# Midwives in Mexico?



## Lsanchez124

Does anyone know if there are still midwives, parteras, in Jalisco?? I just found out I'm pregnant, and would like to find a midwife in puerto Vallarta. 

My in-laws tell me there arnt any anymore, and I don't think they will ask around for me.

Does anyone have any info on this (in pv)?


----------



## Lsanchez124

Lsanchez124 said:


> Does anyone know if there are still midwives, parteras, in Jalisco?? I just found out I'm pregnant, and would like to find a midwife in puerto Vallarta.
> 
> My in-laws tell me there arnt any anymore, and I don't think they will ask around for me.
> 
> Does anyone have any info on this (in pv)?


I won't be in pv until September 3rd, or I'd ask


----------



## johnmex

Why wouldn't you get a MD to attend you? All doctors in Mexico, even specialists, are licensed first as a _medico general y partero_. I believe you would be in much better hands than with a midwife.


----------



## maesonna

Try starting with this search.

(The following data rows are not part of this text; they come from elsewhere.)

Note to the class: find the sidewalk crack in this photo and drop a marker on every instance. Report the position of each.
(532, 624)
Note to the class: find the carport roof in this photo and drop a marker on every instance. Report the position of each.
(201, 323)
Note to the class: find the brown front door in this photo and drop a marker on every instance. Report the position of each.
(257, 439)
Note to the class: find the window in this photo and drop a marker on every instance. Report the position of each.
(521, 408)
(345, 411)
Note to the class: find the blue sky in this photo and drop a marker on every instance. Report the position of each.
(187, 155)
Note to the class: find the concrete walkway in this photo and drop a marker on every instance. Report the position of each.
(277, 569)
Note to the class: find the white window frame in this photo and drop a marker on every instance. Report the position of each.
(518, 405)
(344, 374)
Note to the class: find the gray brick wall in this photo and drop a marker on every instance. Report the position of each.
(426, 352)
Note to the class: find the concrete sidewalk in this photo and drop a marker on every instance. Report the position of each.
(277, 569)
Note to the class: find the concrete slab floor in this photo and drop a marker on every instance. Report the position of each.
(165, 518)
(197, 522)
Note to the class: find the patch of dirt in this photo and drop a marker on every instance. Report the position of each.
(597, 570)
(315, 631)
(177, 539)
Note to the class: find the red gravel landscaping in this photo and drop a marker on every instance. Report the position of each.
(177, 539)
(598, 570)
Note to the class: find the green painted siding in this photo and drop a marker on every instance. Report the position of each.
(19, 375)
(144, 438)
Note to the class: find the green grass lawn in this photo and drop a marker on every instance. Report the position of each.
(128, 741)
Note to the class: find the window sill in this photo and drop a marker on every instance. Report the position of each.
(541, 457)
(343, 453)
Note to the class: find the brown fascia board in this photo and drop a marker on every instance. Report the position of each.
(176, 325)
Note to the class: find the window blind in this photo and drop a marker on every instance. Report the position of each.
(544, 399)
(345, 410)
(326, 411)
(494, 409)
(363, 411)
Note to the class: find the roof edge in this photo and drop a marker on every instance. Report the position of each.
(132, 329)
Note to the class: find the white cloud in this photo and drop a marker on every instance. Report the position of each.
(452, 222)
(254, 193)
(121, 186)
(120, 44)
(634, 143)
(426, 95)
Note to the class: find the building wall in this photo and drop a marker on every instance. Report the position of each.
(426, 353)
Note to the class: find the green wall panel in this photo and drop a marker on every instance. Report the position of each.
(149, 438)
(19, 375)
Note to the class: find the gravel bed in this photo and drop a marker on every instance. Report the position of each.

I have read from other sources (I don't know how general this is) that traditional midwivery has been denigrated by the medical profession in Mexico and many (most) physicians and obstetricians will refuse to work as a team with a midwife. The caesarian rate is very high, and I was shocked to hear a pediatrician acquaintance mention that “a caesarian is better for the mother and the baby anyway.” She didn't mean just in complicated cases, but across the board. This is what they are teaching doctors in medical schools?

I think you will have to not rely on your in-laws to find the kind of care you need, but do some looking around and asking directly yourself. An expat couple I know in Mexico City did a lot of searching and interviewing of obstetricians and hospitals, and finally found one hospital that would support them in their desire for a birth as natural as circumstances would permit. I don't know what you'll be able to find in PV.


----------



## Lsanchez124

johnmex said:


> Why wouldn't you get a MD to attend you? All doctors in Mexico, even specialists, are licensed first as a medico general y partero. I believe you would be in much better hands than with a midwife.

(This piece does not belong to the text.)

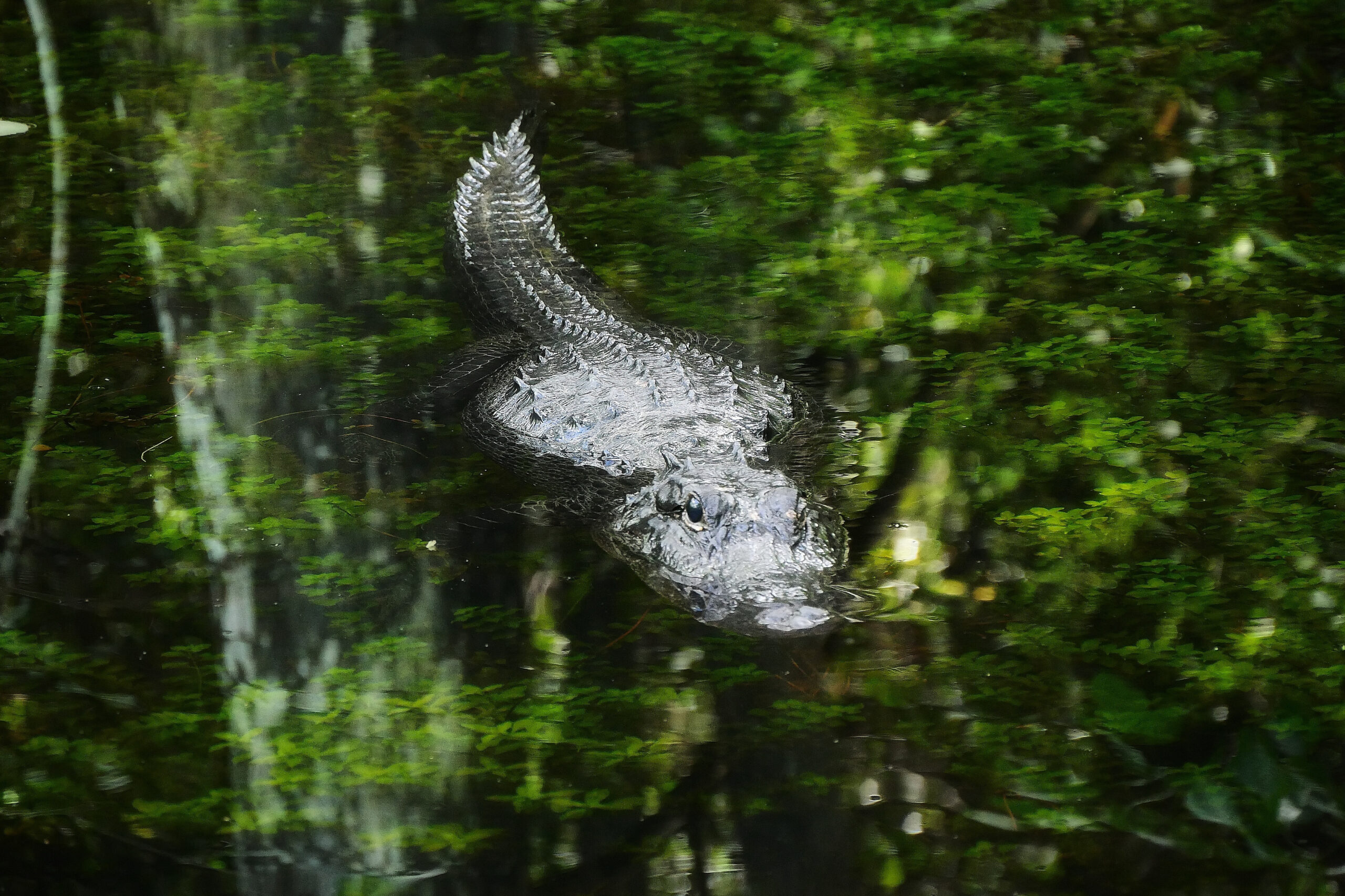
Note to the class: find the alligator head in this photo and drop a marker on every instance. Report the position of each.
(739, 547)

It's because I want a natural birth, at home if possible. Much that I have read regarding dr's in Mexico is that they are fond of c-sections. Which I am completely against unless absolutely necessary.

With a midwife I feel I would be better connected with the birth, and more relaxed in my own environment. I was not happy about my first birth, and that was in the US in a hospital.


----------



## Lsanchez124

maesonna said:


> Try starting with this search. I have read from other sources (I don't know how general this is) that traditional midwivery has been denigrated by the medical profession in Mexico and many (most) physicians and obstetricians will refuse to work as a team with a midwife. The caesarian rate is very high, and I was shocked to hear a pediatrician acquaintance mention that “a caesarian is better for the mother and the baby anyway.” She didn't mean just in complicated cases, but across the board. This is what they are teaching doctors in medical schools?
> 
> I think you will have to not rely on your in-laws to find the kind of care you need, but do some looking around and asking directly yourself. An expat couple I know in Mexico City did a lot of searching and interviewing of obstetricians and hospitals, and finally found one hospital that would support them in their desire for a birth as natural as circumstances would permit. I don't know what you'll be able to find in PV.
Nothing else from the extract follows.